The motion also noted that attorneys already operate under heightened fiduciary duties and that it “makes little sense, as a matter of public policy” to also subject them to regulations covering brokers.
An attorney for Feng, Andrew B. Holmes of Holmes Taylor & Jones LLP, told Law360 Wednesday that the SEC is stretching a bit.
“Especially in these EB-5 cases where the attorneys are being tried,” he said. “There’s so much regulation already, it just seems like the SEC is providing a solution in search of a problem.”
In late July, U.S. District Judge Consuelo Marshall denied another summary judgment bid from Feng, finding that the agency’s fraud claims are generally pled with “sufficient specificity.” The judge rejected Feng’s argument that the claims against him were “unconstitutionally vague,” and also found that the terms “security” and “broker” could be reasonably construed as applying to Feng’s type of activities.
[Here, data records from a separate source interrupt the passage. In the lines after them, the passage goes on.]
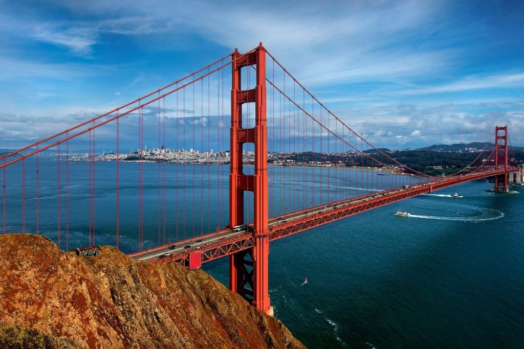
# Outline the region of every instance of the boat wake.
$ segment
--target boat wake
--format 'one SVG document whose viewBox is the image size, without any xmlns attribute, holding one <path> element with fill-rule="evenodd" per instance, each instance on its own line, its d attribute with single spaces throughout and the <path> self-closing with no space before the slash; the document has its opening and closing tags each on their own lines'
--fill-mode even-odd
<svg viewBox="0 0 524 349">
<path fill-rule="evenodd" d="M 342 343 L 342 344 L 345 346 L 346 343 L 343 341 L 340 337 L 339 336 L 339 325 L 335 321 L 333 321 L 331 319 L 328 319 L 325 315 L 324 315 L 324 312 L 322 310 L 319 310 L 319 309 L 315 308 L 315 311 L 318 314 L 322 314 L 324 316 L 324 319 L 333 327 L 333 334 L 335 335 L 335 338 L 339 342 Z"/>
<path fill-rule="evenodd" d="M 440 196 L 440 197 L 452 197 L 452 198 L 457 198 L 457 197 L 464 197 L 462 195 L 458 195 L 458 196 L 453 196 L 453 195 L 449 194 L 422 194 L 423 195 L 428 195 L 428 196 Z"/>
<path fill-rule="evenodd" d="M 504 217 L 504 213 L 500 212 L 498 210 L 494 210 L 491 208 L 487 208 L 486 207 L 483 207 L 482 208 L 488 210 L 496 213 L 496 216 L 488 217 L 483 217 L 482 216 L 480 216 L 479 217 L 446 217 L 436 216 L 424 216 L 422 215 L 410 215 L 409 217 L 413 217 L 414 218 L 436 219 L 438 220 L 452 221 L 454 222 L 482 222 L 484 221 L 490 221 L 494 220 L 495 219 L 498 219 L 499 218 L 501 218 Z"/>
</svg>

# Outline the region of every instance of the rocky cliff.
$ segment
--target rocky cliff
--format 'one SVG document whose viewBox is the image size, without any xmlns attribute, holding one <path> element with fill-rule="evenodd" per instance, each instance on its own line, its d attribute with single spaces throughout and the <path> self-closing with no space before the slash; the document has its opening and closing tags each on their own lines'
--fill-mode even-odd
<svg viewBox="0 0 524 349">
<path fill-rule="evenodd" d="M 0 347 L 35 334 L 47 347 L 304 347 L 203 271 L 111 247 L 80 257 L 41 236 L 0 235 Z"/>
</svg>

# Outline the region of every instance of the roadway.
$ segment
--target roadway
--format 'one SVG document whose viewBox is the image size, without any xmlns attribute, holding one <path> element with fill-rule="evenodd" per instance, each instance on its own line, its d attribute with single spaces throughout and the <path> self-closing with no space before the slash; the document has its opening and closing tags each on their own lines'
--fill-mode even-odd
<svg viewBox="0 0 524 349">
<path fill-rule="evenodd" d="M 399 200 L 430 193 L 453 184 L 488 177 L 500 172 L 479 172 L 474 176 L 465 175 L 451 178 L 444 177 L 432 182 L 375 192 L 274 217 L 269 220 L 270 240 L 276 240 Z M 328 218 L 326 219 L 325 217 Z M 202 253 L 202 262 L 207 262 L 248 248 L 252 244 L 246 242 L 252 241 L 252 237 L 253 223 L 249 223 L 236 228 L 234 231 L 230 229 L 224 229 L 131 253 L 129 255 L 139 261 L 154 263 L 167 263 L 173 261 L 183 262 L 184 260 L 187 262 L 189 254 L 200 252 Z M 175 247 L 170 249 L 172 245 Z"/>
</svg>

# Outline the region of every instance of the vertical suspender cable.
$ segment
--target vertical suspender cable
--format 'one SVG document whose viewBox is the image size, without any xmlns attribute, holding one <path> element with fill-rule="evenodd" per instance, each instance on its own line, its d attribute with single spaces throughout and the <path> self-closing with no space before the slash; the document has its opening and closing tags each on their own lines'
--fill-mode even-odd
<svg viewBox="0 0 524 349">
<path fill-rule="evenodd" d="M 117 110 L 116 115 L 119 114 Z M 120 118 L 116 119 L 116 249 L 120 241 Z"/>
<path fill-rule="evenodd" d="M 39 144 L 37 144 L 36 149 L 37 150 L 38 150 Z M 4 160 L 5 162 L 5 160 Z M 5 168 L 4 168 L 4 171 Z M 37 153 L 36 154 L 36 233 L 38 235 L 40 232 L 40 222 L 39 216 L 40 216 L 40 207 L 39 204 L 38 195 L 40 194 L 39 192 L 39 181 L 40 181 L 40 153 Z M 5 186 L 4 186 L 4 191 L 5 192 Z"/>
<path fill-rule="evenodd" d="M 194 80 L 194 75 L 193 76 L 193 79 Z M 195 117 L 195 114 L 196 114 L 195 110 L 195 83 L 191 84 L 193 87 L 193 154 L 191 154 L 191 156 L 193 158 L 193 164 L 191 166 L 193 170 L 193 202 L 191 206 L 193 206 L 192 213 L 193 213 L 193 237 L 195 237 L 195 225 L 196 223 L 195 222 L 195 216 L 196 211 L 196 201 L 195 198 L 195 167 L 196 164 L 195 163 L 194 158 L 196 157 L 196 150 L 195 149 L 195 123 L 196 123 L 196 119 Z"/>
<path fill-rule="evenodd" d="M 59 150 L 60 150 L 59 145 L 58 149 Z M 26 161 L 25 160 L 22 160 L 22 232 L 23 233 L 26 232 Z"/>
<path fill-rule="evenodd" d="M 160 97 L 160 93 L 158 92 L 158 97 Z M 160 100 L 158 99 L 158 151 L 161 152 L 162 147 L 160 145 Z M 158 156 L 158 154 L 155 156 L 155 157 Z M 158 169 L 158 181 L 157 183 L 158 191 L 158 205 L 157 208 L 157 223 L 158 226 L 158 245 L 160 244 L 160 161 L 159 159 L 157 160 L 158 163 L 158 166 L 157 166 Z"/>
<path fill-rule="evenodd" d="M 58 248 L 60 248 L 60 144 L 58 145 L 58 163 L 57 165 L 57 168 L 58 169 L 58 183 L 57 185 L 57 188 L 58 189 L 57 193 L 57 215 L 58 216 L 58 243 L 57 244 L 58 245 Z"/>
<path fill-rule="evenodd" d="M 69 137 L 69 133 L 66 133 Z M 69 140 L 66 142 L 66 251 L 69 250 Z"/>
</svg>

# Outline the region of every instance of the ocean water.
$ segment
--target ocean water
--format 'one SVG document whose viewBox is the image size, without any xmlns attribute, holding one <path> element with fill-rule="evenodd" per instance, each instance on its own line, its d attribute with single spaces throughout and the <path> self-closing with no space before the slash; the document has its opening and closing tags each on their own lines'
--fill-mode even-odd
<svg viewBox="0 0 524 349">
<path fill-rule="evenodd" d="M 58 162 L 47 155 L 39 161 L 39 230 L 57 241 Z M 88 242 L 89 165 L 70 162 L 68 176 L 65 166 L 61 161 L 61 246 L 66 248 L 68 224 L 70 249 Z M 114 244 L 116 164 L 95 166 L 96 243 Z M 36 231 L 36 164 L 27 160 L 25 166 L 25 183 L 21 164 L 6 172 L 7 232 Z M 144 247 L 227 223 L 228 166 L 166 164 L 165 224 L 163 205 L 158 208 L 163 165 L 144 164 Z M 270 168 L 270 193 L 278 198 L 270 199 L 271 215 L 327 202 L 333 195 L 362 193 L 370 180 L 364 172 L 324 171 L 321 186 L 311 181 L 321 170 L 309 171 L 314 173 Z M 137 175 L 137 164 L 121 164 L 119 241 L 126 252 L 138 248 Z M 316 187 L 316 196 L 296 193 L 301 190 L 297 183 Z M 514 187 L 519 194 L 496 195 L 485 192 L 491 185 L 455 186 L 271 243 L 269 295 L 275 316 L 310 348 L 524 347 L 524 187 Z M 455 192 L 463 197 L 450 197 Z M 412 216 L 395 216 L 397 210 Z M 227 258 L 203 268 L 227 285 Z"/>
<path fill-rule="evenodd" d="M 524 347 L 524 188 L 496 195 L 490 185 L 455 186 L 272 243 L 275 316 L 310 348 Z M 227 283 L 227 268 L 204 270 Z"/>
</svg>

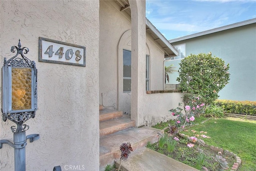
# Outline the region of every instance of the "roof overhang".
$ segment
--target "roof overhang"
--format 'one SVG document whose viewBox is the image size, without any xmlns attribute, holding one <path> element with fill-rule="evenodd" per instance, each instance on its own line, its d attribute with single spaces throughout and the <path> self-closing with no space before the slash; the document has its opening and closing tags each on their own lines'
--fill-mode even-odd
<svg viewBox="0 0 256 171">
<path fill-rule="evenodd" d="M 107 1 L 112 4 L 114 6 L 115 6 L 115 8 L 123 14 L 124 16 L 127 15 L 127 18 L 130 18 L 131 9 L 128 0 L 116 0 Z M 116 3 L 114 3 L 115 2 Z M 117 6 L 115 5 L 117 5 Z M 150 35 L 155 41 L 163 48 L 164 51 L 165 58 L 178 56 L 179 55 L 178 52 L 146 18 L 146 32 Z"/>
<path fill-rule="evenodd" d="M 176 38 L 169 40 L 170 43 L 174 43 L 177 42 L 179 42 L 182 40 L 186 40 L 192 38 L 196 38 L 196 37 L 201 36 L 202 36 L 206 34 L 210 34 L 211 33 L 215 33 L 218 32 L 220 32 L 226 30 L 230 29 L 231 28 L 235 28 L 241 26 L 245 26 L 246 25 L 250 24 L 253 23 L 256 23 L 256 18 L 244 21 L 241 22 L 233 24 L 232 24 L 228 25 L 227 26 L 222 27 L 218 27 L 218 28 L 214 28 L 213 29 L 209 30 L 204 32 L 200 32 L 194 34 L 190 34 L 180 38 Z"/>
<path fill-rule="evenodd" d="M 148 33 L 163 48 L 164 51 L 165 58 L 179 55 L 179 52 L 146 18 L 146 30 L 147 33 Z"/>
</svg>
Representatives for the SEC did not immediately respond to a request for comment Wednesday.
The SEC is represented by its attorneys Donald Searles and Megan M. Bergstrom.
Feng is represented by Andrew B. Holmes and Matthew D. Taylor of Holmes Taylor & Jones LLP.
The case is Securities and Exchange Commission v. Hui Feng et al., case number 2:15-cv-09420, in the U.S. District Court for the Central District of California.